Nearly 20 years ago, an idea came to Vice President Al Gore in a dream. He envisioned a satellite that would sit far out in space, nearly one percent of the way to the sun, consisting almost entirely of a camera and an antenna. The camera would capture an image of the fully sun-lit globe of Earth, a la the “Blue Marble.” The antenna would beam the image to Earth, where it could be seen live on the Internet.
That craft—nicknamed “Goresat”—never quite became a reality, but after a twisted, partisan, and decade-long path, its successor is now floating and operational those hundreds of thousands of miles away. The Deep Space Climate Observatory, or DSCOVR, principally monitors solar weather, but it also keeps one eye pointed back at Earth. And on Monday, NASA and NOAA began posting online the 11 photos it takes every day, about 36 hours after they are captured.
Here’s the Americas, midday on Saturday:
Since its release in 1972, the “Blue Marble” image has stood in for a kind of species-wide solidarity. As Gore told me when we talked in July: “It changed, that picture changed, the way we thought about ourselves and our relationship to the Earth.” The message of the “Blue Marble,” he said, is that “we all live on the same planet. We all face the same dangers and opportunities, we share the same responsibility for charting our course into the future.”
Yet the Blue Marble’s view of the Earth does not put all its regions in a planetary context.
As the Apollo 17 astronauts returned from the moon on December 7, 1972, they only saw part of Earth: Antarctica, southern Africa, and some of the Arabian Peninsula:
For more than 40 years, that was the only view of the Earth we had. While NASA imagery specialists merged many satellite images together to make a pseudo-“Blue Marble” in 2002, a composite cannot serve many of the same scientific uses as a single-frame shot. It’s bad, for instance, at measuring the comparative brightness and darkness of different regions.

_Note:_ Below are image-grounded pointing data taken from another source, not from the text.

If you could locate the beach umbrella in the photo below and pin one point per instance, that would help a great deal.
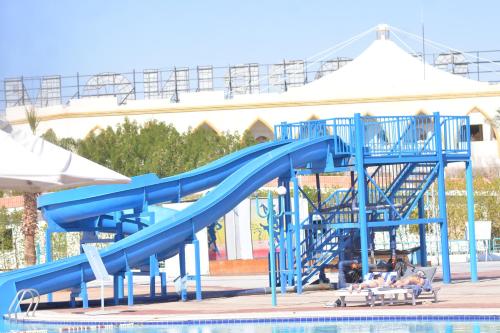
(32, 164)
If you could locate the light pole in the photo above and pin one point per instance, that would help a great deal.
(271, 215)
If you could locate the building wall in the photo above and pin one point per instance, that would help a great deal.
(252, 112)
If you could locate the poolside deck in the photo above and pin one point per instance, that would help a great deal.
(459, 298)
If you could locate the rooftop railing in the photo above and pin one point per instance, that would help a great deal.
(170, 84)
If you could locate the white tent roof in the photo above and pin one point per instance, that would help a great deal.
(32, 164)
(384, 69)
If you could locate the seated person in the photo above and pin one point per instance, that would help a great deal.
(377, 282)
(417, 279)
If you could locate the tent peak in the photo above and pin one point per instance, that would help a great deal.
(383, 31)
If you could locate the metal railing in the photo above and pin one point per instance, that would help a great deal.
(171, 83)
(15, 305)
(386, 135)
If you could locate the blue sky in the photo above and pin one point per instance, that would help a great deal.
(64, 37)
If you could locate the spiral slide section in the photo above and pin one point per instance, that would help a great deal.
(168, 235)
(78, 209)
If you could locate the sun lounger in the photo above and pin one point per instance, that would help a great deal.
(393, 294)
(427, 288)
(367, 294)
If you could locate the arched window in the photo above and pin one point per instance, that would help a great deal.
(205, 126)
(261, 131)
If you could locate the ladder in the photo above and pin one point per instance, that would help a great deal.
(20, 296)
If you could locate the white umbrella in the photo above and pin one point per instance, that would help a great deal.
(31, 164)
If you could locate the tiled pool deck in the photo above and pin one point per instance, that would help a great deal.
(461, 300)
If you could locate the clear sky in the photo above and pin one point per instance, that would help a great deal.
(43, 37)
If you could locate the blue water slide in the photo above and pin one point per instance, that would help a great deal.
(95, 201)
(167, 236)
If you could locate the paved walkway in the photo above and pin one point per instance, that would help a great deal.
(462, 297)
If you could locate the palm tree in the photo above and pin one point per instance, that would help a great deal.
(30, 212)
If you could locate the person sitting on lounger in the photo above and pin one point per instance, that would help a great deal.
(376, 282)
(417, 279)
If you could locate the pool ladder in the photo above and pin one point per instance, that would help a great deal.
(16, 302)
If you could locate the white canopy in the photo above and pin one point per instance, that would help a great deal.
(31, 164)
(384, 70)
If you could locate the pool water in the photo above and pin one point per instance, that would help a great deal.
(338, 327)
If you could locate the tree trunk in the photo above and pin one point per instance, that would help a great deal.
(30, 219)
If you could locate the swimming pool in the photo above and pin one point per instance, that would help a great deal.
(374, 326)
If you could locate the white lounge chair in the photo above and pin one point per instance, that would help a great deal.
(368, 294)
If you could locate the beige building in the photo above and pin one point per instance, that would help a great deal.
(382, 80)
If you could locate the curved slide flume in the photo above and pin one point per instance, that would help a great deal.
(167, 236)
(78, 207)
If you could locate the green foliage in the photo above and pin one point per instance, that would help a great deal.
(32, 118)
(486, 205)
(7, 220)
(132, 149)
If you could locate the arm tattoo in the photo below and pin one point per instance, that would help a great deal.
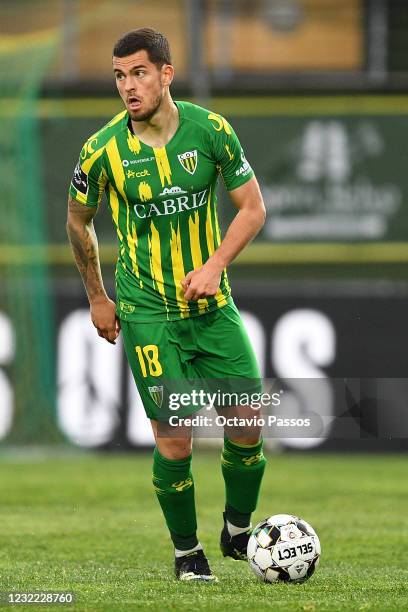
(84, 244)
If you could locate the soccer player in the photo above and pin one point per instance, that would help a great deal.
(158, 163)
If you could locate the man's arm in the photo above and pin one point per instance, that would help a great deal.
(244, 227)
(84, 244)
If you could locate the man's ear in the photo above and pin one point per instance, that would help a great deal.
(167, 74)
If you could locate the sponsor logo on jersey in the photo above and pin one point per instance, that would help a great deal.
(134, 174)
(145, 191)
(126, 307)
(189, 161)
(172, 191)
(182, 484)
(80, 180)
(139, 160)
(170, 206)
(245, 168)
(156, 394)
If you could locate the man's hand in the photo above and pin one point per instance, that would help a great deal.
(104, 318)
(202, 282)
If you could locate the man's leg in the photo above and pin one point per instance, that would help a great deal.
(243, 465)
(172, 477)
(174, 486)
(227, 354)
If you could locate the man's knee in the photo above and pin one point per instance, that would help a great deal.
(174, 448)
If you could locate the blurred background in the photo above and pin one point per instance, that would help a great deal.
(317, 91)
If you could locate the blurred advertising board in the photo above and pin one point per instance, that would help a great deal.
(337, 350)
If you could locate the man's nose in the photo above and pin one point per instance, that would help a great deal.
(129, 83)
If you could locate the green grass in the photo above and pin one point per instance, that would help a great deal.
(91, 524)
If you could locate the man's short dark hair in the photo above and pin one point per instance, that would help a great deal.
(154, 43)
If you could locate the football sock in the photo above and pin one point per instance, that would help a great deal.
(174, 486)
(243, 467)
(183, 553)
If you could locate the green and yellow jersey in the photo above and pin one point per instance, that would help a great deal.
(164, 206)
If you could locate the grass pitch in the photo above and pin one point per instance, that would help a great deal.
(91, 524)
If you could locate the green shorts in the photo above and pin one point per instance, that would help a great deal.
(212, 348)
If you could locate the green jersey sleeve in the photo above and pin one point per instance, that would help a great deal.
(229, 154)
(89, 179)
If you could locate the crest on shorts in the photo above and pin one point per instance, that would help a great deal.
(189, 161)
(157, 395)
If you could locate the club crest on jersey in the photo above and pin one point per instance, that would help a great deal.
(156, 393)
(189, 161)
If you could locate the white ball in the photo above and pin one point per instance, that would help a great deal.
(283, 548)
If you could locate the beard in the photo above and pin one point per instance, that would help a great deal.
(149, 113)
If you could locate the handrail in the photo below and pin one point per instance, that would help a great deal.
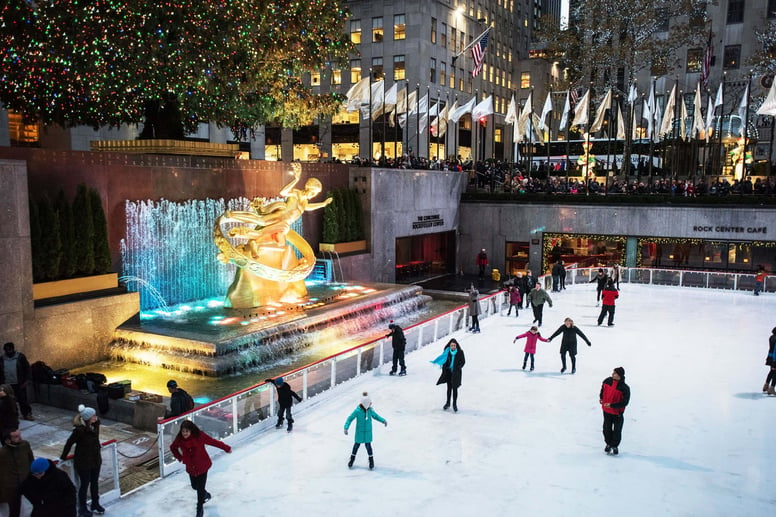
(252, 409)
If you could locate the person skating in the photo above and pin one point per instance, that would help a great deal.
(189, 448)
(614, 397)
(474, 308)
(568, 343)
(531, 337)
(15, 460)
(608, 295)
(398, 342)
(363, 415)
(452, 361)
(49, 489)
(601, 279)
(537, 298)
(285, 393)
(770, 381)
(87, 458)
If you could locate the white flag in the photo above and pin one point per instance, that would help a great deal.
(697, 123)
(564, 119)
(545, 111)
(668, 113)
(769, 105)
(580, 112)
(358, 95)
(483, 109)
(463, 110)
(511, 117)
(600, 115)
(743, 106)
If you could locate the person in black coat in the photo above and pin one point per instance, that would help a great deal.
(399, 342)
(50, 491)
(569, 343)
(87, 459)
(452, 361)
(284, 402)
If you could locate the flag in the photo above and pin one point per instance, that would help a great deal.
(478, 53)
(511, 117)
(601, 113)
(463, 110)
(743, 106)
(769, 105)
(358, 94)
(708, 56)
(697, 117)
(668, 113)
(483, 109)
(580, 112)
(545, 111)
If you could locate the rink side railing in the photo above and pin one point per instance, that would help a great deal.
(254, 409)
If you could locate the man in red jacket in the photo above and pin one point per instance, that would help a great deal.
(614, 396)
(608, 295)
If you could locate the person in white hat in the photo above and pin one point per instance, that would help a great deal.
(87, 458)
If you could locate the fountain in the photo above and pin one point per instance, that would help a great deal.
(269, 311)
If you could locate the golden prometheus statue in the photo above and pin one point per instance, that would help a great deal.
(269, 269)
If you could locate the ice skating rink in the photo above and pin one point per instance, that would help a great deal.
(699, 436)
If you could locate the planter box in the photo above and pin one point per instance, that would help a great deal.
(74, 286)
(343, 247)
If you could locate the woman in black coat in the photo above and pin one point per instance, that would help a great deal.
(569, 343)
(451, 361)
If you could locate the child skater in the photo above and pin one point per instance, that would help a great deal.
(363, 416)
(530, 343)
(189, 448)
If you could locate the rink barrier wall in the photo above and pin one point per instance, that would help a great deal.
(253, 410)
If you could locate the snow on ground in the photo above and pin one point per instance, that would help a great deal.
(698, 435)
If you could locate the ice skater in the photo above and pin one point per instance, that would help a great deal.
(452, 361)
(614, 396)
(531, 337)
(189, 448)
(569, 343)
(363, 415)
(284, 402)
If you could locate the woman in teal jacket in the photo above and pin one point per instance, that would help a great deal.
(363, 416)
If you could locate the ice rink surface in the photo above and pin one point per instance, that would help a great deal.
(699, 436)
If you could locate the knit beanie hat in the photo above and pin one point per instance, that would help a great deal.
(39, 466)
(86, 412)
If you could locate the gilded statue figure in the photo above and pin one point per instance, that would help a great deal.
(269, 268)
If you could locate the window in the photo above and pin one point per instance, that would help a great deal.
(735, 12)
(525, 79)
(399, 68)
(399, 27)
(694, 60)
(732, 57)
(377, 29)
(355, 31)
(377, 68)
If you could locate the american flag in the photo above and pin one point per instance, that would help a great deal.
(708, 57)
(478, 53)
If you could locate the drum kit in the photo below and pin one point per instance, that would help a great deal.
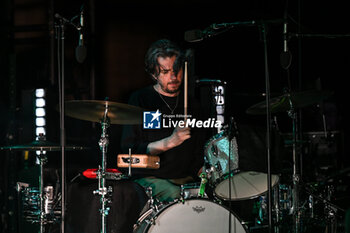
(203, 206)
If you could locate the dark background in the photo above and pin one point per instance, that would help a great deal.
(117, 35)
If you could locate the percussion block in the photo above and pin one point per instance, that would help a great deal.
(138, 161)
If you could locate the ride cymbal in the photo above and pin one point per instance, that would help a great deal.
(42, 146)
(93, 110)
(286, 101)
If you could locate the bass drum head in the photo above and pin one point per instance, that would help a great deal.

So it was not until earlier this summer that we got a different taste of the Earth from afar. On July 6, 2015, DSCOVR snapped this photo of the Americas, the first view of a different collection of landforms. NASA and NOAA released it later that month.
When DSCOVR’s archive was released to the public on Wednesday, many other Earthlings finally got a chance to see how their home is one among many. Below is the first “Blue Marble”-style image of China, Japan, Australia, and eastern Asia. It was captured on August 3, 2015, at 3:39 UTC.
Because DSCOVR sits at a stable point between Earth and the Sun, its photos always depict solar noon, or the couple of hours before or after it. Here’s midday in India and central Asia, captured on August 3, 2015. The subcontinent is near the peak of its monsoon season.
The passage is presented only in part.